The objective of this study was to automate an essential stage of the radiology process by utilizing three convolutional neural networks (CNNs), namely DenseNet121, ResNet50, and EfficientNetB1, to precisely detect 14 types of thoracic pathology diseases from chest radiography images. A total of 112, 120 chest X-ray datasets containing various thoracic pathology diseases were utilized to evaluate the performance of these models based on their ability to predict the likelihood of individual diseases and alert clinicians to potentially abnormal findings. The results indicated that the DenseNet121 model outperformed the other two models in terms of the score values achieved for each class on the dataset. Furthermore, the performance of these models was compared to that of the ChexNet model.

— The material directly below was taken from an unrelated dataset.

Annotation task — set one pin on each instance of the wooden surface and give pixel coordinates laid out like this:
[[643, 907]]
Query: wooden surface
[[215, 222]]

Our future plans involve expanding our CNN training by incorporating extra data and assessing different architectures for diagnosing other thoracic pathology diseases. We are convinced that a computer-aided diagnostic tool of this kind could enhance the effectiveness and precision of diagnosing thoracic pathology diseases, including pandemics like COVID-19 and Swine Flu, significantly. This tool could prove to be especially useful during a pandemic when the demand for prevention and treatment often surpasses the available resources.